Abstract

OBJECTIVE—The purpose of this work was to determine the pattern of genes regulated by peroxisome proliferator–activated receptor (PPAR) γ coactivator 1α (PGC-1α) in human adipocytes and the involvement of PPARα and PPARγ in PGC-1α transcriptional action.

RESEARCH DESIGN AND METHODS—Primary cultures of human adipocytes were transduced with a PGC-1α adenovirus and treated with PPARγ and PPARα agonists. Variation in gene expression was assessed using pangenomic microarrays and quantitative RT-PCR. To investigate glycerol kinase (GyK), a target of PGC-1α, we measured enzymatic activity and glycerol incorporation into triglycerides. In vivo studies were performed on wild-type and PPARα^−/− mice. The GyK promoter was studied using chromatin immunoprecipitation and promoter reporter gene assays.
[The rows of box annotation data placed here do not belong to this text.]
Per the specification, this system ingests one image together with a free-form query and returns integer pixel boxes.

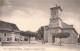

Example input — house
[44,6,78,44]
[0,21,20,42]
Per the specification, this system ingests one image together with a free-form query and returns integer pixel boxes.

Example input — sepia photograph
[0,0,80,51]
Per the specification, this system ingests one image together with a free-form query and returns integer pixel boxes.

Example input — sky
[0,0,80,34]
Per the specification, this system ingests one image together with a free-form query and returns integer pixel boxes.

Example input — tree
[38,26,44,43]
[55,32,70,46]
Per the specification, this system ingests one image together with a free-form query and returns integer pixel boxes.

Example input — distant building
[44,6,78,44]
[0,21,20,42]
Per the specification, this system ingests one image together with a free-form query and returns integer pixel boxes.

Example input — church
[44,6,78,44]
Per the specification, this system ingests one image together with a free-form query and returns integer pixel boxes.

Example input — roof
[50,6,63,11]
[0,21,19,31]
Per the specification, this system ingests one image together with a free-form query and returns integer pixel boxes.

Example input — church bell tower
[49,5,62,28]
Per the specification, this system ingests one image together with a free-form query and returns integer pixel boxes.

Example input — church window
[7,38,10,41]
[4,33,6,36]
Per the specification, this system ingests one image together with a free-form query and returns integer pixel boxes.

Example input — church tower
[48,6,62,43]
[49,6,62,28]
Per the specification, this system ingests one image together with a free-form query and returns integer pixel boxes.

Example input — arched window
[0,38,2,42]
[4,33,6,36]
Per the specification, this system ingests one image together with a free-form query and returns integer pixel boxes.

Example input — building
[0,21,20,42]
[44,6,78,44]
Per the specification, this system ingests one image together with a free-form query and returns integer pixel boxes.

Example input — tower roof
[50,6,63,11]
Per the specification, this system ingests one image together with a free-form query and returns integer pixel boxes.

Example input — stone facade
[44,6,78,44]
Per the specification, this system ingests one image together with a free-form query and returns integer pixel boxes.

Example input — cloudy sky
[0,0,80,33]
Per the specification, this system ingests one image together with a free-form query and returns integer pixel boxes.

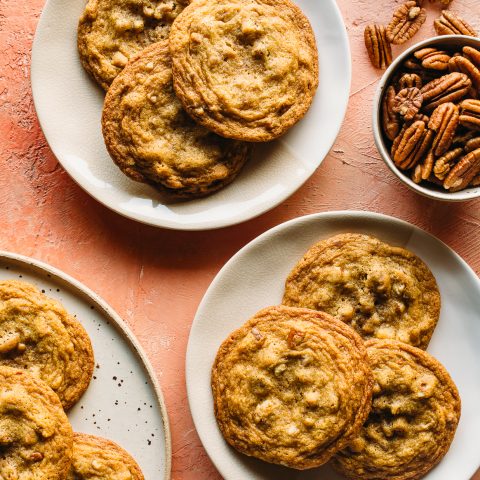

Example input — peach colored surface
[0,0,480,480]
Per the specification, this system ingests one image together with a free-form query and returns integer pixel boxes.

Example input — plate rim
[185,210,480,475]
[0,250,172,480]
[30,0,352,231]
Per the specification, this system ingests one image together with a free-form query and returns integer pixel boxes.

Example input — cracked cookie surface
[67,433,144,480]
[77,0,188,90]
[212,306,372,469]
[169,0,318,142]
[0,366,73,480]
[0,280,94,409]
[283,233,440,349]
[102,41,250,198]
[333,340,460,480]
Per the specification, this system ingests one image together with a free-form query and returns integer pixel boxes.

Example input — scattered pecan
[398,73,422,90]
[364,25,392,69]
[414,48,450,71]
[428,102,460,157]
[393,87,423,121]
[420,72,472,113]
[387,1,427,45]
[448,56,480,90]
[460,99,480,130]
[433,10,477,37]
[443,148,480,192]
[433,147,463,180]
[382,85,400,141]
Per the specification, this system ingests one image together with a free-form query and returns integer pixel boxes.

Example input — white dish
[31,0,351,230]
[0,251,171,480]
[186,212,480,480]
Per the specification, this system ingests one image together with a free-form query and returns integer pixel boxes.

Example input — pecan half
[387,1,427,45]
[428,102,460,157]
[414,48,450,71]
[393,87,423,121]
[443,148,480,192]
[433,147,463,180]
[391,121,433,170]
[460,99,480,130]
[420,72,472,113]
[433,10,477,37]
[398,73,422,90]
[363,25,392,69]
[382,85,400,141]
[448,56,480,90]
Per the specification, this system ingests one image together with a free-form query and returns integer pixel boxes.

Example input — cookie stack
[78,0,318,199]
[0,281,143,480]
[212,233,460,480]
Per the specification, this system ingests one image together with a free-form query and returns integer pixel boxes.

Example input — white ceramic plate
[0,251,171,480]
[31,0,351,230]
[186,212,480,480]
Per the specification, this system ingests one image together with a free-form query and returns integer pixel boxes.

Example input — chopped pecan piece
[398,73,422,90]
[364,25,392,69]
[443,148,480,192]
[387,1,427,45]
[428,102,460,157]
[460,99,480,130]
[414,48,450,71]
[448,56,480,90]
[420,72,472,113]
[393,87,423,121]
[382,85,400,141]
[433,10,477,37]
[391,121,433,170]
[433,147,463,180]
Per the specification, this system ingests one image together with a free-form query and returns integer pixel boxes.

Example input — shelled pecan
[433,10,477,37]
[364,24,392,69]
[387,1,427,45]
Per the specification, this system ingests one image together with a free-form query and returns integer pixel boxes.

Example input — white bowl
[373,35,480,202]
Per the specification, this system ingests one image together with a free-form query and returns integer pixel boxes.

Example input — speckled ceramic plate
[31,0,351,230]
[0,251,171,480]
[186,212,480,480]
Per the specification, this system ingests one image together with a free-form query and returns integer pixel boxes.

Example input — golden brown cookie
[169,0,318,142]
[283,233,440,349]
[77,0,188,90]
[0,366,73,480]
[0,280,94,409]
[212,306,372,469]
[102,41,250,198]
[67,433,144,480]
[332,340,460,480]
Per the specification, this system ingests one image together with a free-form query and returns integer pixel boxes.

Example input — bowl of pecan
[373,35,480,201]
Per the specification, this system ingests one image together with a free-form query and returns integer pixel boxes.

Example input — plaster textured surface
[0,0,480,480]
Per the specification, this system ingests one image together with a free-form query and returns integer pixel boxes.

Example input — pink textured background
[0,0,480,480]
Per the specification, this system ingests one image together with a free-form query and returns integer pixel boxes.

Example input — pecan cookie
[77,0,189,90]
[332,340,460,480]
[170,0,318,142]
[102,40,250,198]
[67,433,144,480]
[283,233,440,349]
[0,280,94,409]
[0,366,73,480]
[212,306,372,469]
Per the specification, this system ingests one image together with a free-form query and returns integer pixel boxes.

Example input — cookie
[169,0,318,142]
[212,306,372,469]
[0,280,94,409]
[102,41,250,198]
[283,233,440,349]
[0,366,73,480]
[77,0,188,90]
[67,433,144,480]
[332,340,460,480]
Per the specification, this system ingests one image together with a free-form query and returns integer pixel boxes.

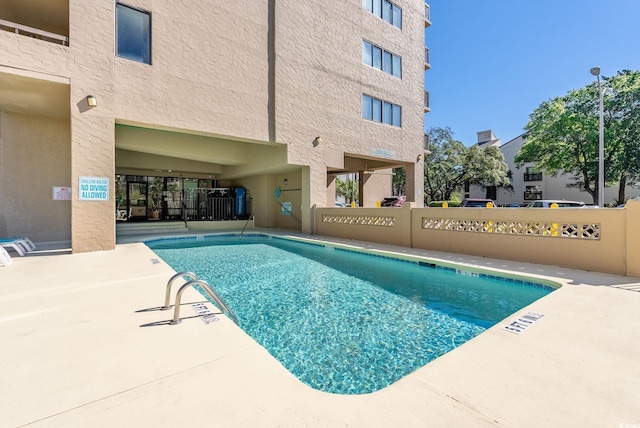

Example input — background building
[0,0,430,252]
[470,131,640,206]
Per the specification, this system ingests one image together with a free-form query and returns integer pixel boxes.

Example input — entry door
[127,183,147,220]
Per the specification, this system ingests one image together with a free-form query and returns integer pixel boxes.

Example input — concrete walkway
[0,237,640,427]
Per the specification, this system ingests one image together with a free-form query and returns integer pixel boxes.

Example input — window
[362,94,402,128]
[362,95,373,120]
[524,166,542,181]
[362,40,402,79]
[524,186,542,201]
[362,0,402,29]
[116,3,151,64]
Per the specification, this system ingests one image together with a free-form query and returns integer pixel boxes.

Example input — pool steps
[161,272,238,325]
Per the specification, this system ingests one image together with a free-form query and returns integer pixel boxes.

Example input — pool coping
[0,230,640,427]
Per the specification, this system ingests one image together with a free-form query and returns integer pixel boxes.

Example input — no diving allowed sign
[502,312,544,334]
[191,303,220,324]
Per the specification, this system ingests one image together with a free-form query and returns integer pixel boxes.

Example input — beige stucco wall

RESULTS—Among the large number of genes regulated by PGC-1α independently of PPARγ, new targets involved in metabolism included the gene encoding GyK. The induction of GyK by PGC-1α was observed at the levels of mRNA, enzymatic activity, and glycerol incorporation into triglycerides. PPARα was also upregulated by PGC-1α. Its activation led to an increase in GyK expression and activity. PPARα was shown to bind and activate the GyK promoter. Experiments in mice confirmed the role of PGC-1α and PPARα in the regulation of GyK in vivo.

CONCLUSIONS—This work uncovers novel pathways regulated by PGC-1α and reveals that PPARα controls gene expression in human white adipocytes. The induction of GyK by PGC-1α and PPARα may promote a futile cycle of triglyceride hydrolysis and fatty acid reesterification.